El Zada Ulla es grande —65 metros de teca pulida y líneas limpias—, pero nunca pareció lleno. Con capacidad para 30 huéspedes y 11 camarotes, siempre había un rincón tranquilo: un banco sombreado junto al comedor al aire libre, un asiento en el salón cerca de la sala de entretenimiento o una tumbona junto al jacuzzi en la proa. Pasamos las tardes desplazándonos entre esos espacios, leyendo o echando una siesta, escuchando el zumbido del motor mientras navegábamos de bahía en bahía. La tripulación se movía en silencio, rellenando bebidas, poniendo mesas, siempre presentes pero nunca invasivos.
Nuestro primer buceo fue en Manta Point, poco después del mediodía del Día 1. La corriente era ligera, y en cuestión de minutos, una sombra oscura pasó bajo nosotros —y luego otra más. Nunca había visto mantas tan de cerca, y su tamaño, su gracia, me hizo contener el aliento dentro de la máscara. Más tarde, esa misma noche, fondeamos cerca de la isla Kalong y vimos cómo el cielo se teñía de rojo mientras miles de murciélagos frugívoros salían de los manglares, formando un río negro giratorio contra el atardecer. Fue uno de esos momentos que parecían a la vez cotidianos e inmensos: algo que la gente vive cada día, pero que aún así me dejó sin aliento.
El Día 2 comenzó con la isla Padar al amanecer.

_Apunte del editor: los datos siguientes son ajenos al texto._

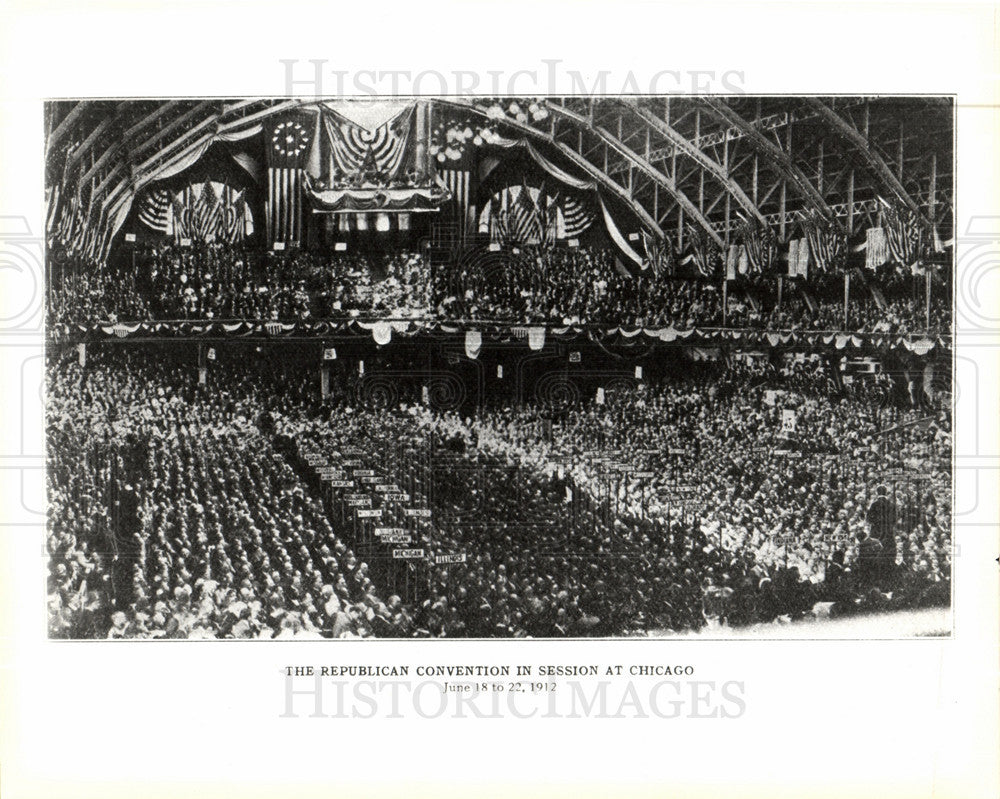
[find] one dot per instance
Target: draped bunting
(555, 171)
(377, 198)
(209, 212)
(916, 344)
(701, 252)
(658, 254)
(378, 154)
(287, 148)
(616, 236)
(509, 218)
(89, 233)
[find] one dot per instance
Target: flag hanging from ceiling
(457, 182)
(288, 147)
(827, 242)
(525, 225)
(577, 217)
(155, 210)
(904, 232)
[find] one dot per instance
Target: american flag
(457, 182)
(287, 151)
(155, 211)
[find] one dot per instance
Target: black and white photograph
(527, 399)
(547, 367)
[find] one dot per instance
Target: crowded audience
(181, 508)
(518, 285)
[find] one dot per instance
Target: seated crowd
(524, 285)
(187, 510)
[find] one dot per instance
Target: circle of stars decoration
(290, 139)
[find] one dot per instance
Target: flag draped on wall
(288, 147)
(356, 150)
(760, 244)
(154, 212)
(577, 217)
(876, 248)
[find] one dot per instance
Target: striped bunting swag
(576, 217)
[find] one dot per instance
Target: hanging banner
(473, 343)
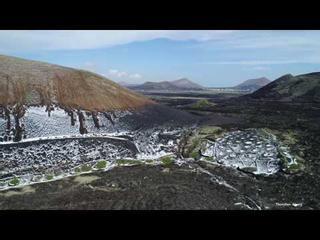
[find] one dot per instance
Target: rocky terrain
(257, 151)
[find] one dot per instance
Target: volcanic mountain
(38, 98)
(27, 82)
(253, 84)
(301, 88)
(176, 85)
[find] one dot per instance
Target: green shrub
(14, 182)
(101, 164)
(85, 168)
(127, 161)
(49, 177)
(167, 161)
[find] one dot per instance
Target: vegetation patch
(101, 164)
(167, 161)
(86, 168)
(14, 182)
(128, 162)
(49, 177)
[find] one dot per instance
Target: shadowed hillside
(301, 88)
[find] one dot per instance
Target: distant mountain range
(301, 88)
(253, 84)
(182, 84)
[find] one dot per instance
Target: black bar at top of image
(161, 15)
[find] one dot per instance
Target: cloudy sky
(211, 58)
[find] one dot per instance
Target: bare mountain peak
(27, 82)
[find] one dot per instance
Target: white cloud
(261, 68)
(117, 73)
(261, 62)
(135, 76)
(31, 40)
(90, 66)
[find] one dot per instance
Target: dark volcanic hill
(176, 85)
(301, 88)
(253, 84)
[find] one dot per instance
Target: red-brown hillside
(31, 82)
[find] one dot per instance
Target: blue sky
(210, 58)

Subimos los zigzags en la penumbra, llegando a la cima justo cuando el sol asomaba el horizonte, bañando las arenas rosadas, blancas y negras en un dorado intenso. Tras el calor seco del sendero, lanzarme al agua fresca en Pink Beach fue un alivio total. La arena es realmente rosada —no brillante, sino un tenue rubor bajo la superficie, producto del coral molido. Hicimos snorkel sobre arrecifes densos de peces loro y payaso, luego flotamos perezosamente cerca de la costa de Komodo, atentos a los dragones que más tarde veríamos en tierra.
En nuestra última mañana, fondeamos en Taka Makassar. El banco de arena emergió en marea baja, un arco largo de blanco sobre aguas turquesas. Caminamos hacia afuera al amanecer, hicimos las fotos de rigor, pero luego solo nos quedamos allí, con el agua hasta los tobillos, observando cómo la luz cambiaba. Luego vino Kanawa —un rápido snorkel sobre coral sano, una última oportunidad de ver tiburones de arrecife y peces azules antes de regresar a Labuan Bajo. El motor arrancó alrededor del mediodía, y yo me quedé en cubierta hasta que la costa desapareció, sintiendo esa extraña mezcla de satisfacción y añoranza que deja un viaje como este.